Mobile Phase Issues: Changes in mobile phase composition, such as an increase in viscosity or the presence of air bubbles, can contribute to elevated column pressure. Ensure that the mobile phase is properly prepared and degassed.

Blocked Fittings or Tubing: Blockages or restrictions in the flow path, including fittings, tubing, or the injector, can lead to increased backpressure. Check for any obstructions and clean or replace components as needed.

Column Degradation: Over time, columns can degrade due to chemical interactions or wear and tear. This can result in a loss of efficiency and an increase in pressure. Regular column maintenance and replacement are essential to prevent degradation issues.

Temperature Fluctuations: Changes in temperature can affect the viscosity of the mobile phase and the efficiency of the separation. Sudden temperature changes or improper temperature control may lead to increased pressure.

Air Bubbles in the System: The presence of air bubbles in the mobile phase or the sample can disrupt the flow and cause pressure spikes. Proper degassing of the mobile phase and careful sample handling can help prevent this issue.Improper Flow Rate: Running the chromatography system at a flow rate higher than recommended for the column can lead to increased pressure. Ensure that the flow rate is within the specified range for the column.
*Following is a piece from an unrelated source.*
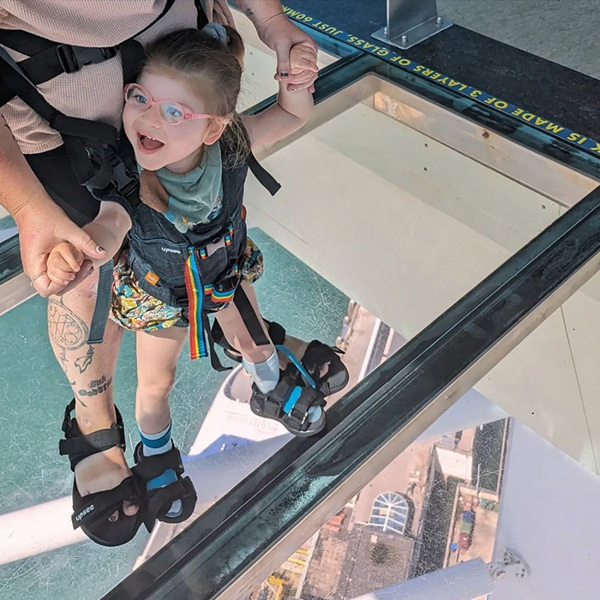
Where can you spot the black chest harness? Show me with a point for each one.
(96, 154)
Instrument Issues: Malfunctions or issues with the HPLC instrument, such as problems with the pump, injector, or detector, can contribute to increased pressure. Regular instrument maintenance and troubleshooting are essential.
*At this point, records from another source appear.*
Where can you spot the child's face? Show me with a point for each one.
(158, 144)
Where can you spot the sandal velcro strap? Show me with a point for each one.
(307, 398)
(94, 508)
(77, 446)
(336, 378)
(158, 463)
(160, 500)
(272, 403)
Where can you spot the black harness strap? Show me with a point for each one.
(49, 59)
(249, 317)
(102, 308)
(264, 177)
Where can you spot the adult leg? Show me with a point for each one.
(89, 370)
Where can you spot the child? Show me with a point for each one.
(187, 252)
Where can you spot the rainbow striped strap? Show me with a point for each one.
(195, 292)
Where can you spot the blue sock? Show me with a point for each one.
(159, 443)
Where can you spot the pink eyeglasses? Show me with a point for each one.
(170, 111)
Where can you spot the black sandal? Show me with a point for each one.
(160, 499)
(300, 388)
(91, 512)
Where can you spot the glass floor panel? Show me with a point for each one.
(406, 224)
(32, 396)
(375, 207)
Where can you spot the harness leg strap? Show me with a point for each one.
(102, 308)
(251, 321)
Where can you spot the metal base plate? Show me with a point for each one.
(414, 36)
It is important to consider these factors and optimize the flash column and experimental conditions to achieve efficient separation with minimal pressure buildup. Adjusting the column packing, selecting an appropriate mesh number, optimizing the mobile phase composition, and controlling the temperature can help manage the column pressure during flash chromatography.

The above-mentioned is decided by the silica gel and production condition of the manufacturers, and the existence of difference is very normal. At the same time, column pressure also has something to do with column efficiency. In general, the flash column with high column efficiency has relatively high column pressure, while the flash column with high column pressure does not always have high column efficiency.

Normally, there are two types of pressure increase during the use of a flash column. One is that the column pressure increases slowly as the time of use extends, and this is normal. The other is that the column pressure suddenly increases a lot during use. This phenomenon is always caused by the improper operation of laboratory workers. They mainly do not filter the samples before using the flash column.